Article. Paul Caron has been looking at the economics of law school and thinking about how to reform legal edcuation. Here he focuses on the cost of legal education. Abstract:
Several
years ago, I co-wrote an article on applying the principles from
Michael Lewis’s Moneyball book to legal education. What Law Schools Can
Learn from Billy Beane and the Oakland Athletics, 82 Tex. L. Rev. 1483
(2004). The article asked what Billy Beane would do as the dean of a law
school to capitalize on the inefficiencies in legal education.
Perhaps
a better model for the crisis facing legal education today is Jimmy
McMillan, who ran for New York Governor in 2010 with the slogan “the
rent is too damn high.” Law school tuition is simply too damn high.
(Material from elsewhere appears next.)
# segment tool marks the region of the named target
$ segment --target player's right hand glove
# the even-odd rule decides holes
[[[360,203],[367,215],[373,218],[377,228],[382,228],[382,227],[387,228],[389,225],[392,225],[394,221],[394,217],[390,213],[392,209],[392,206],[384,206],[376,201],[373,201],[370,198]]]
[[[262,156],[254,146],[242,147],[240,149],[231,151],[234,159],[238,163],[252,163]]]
Administrators and faculty need to ruthlessly examine law school budgets
and cut areas that are not essential to the school’s mission. Law
school is twice as expensive as it was twenty years ago (in
inflation-adjusted dollars), yet no one would argue that legal education
is twice as good today.
Law schools need to take immediate
action to confront today’s crisis. The current model – convincing 45,000
people each year to assume six-figure debt loads to chase 20,000 legal
jobs (most of which do not pay enough to service the debt) – is simply
unsustainable. Market and political forces are gathering steam. Law
schools that embrace change will emerge stronger from the current storm.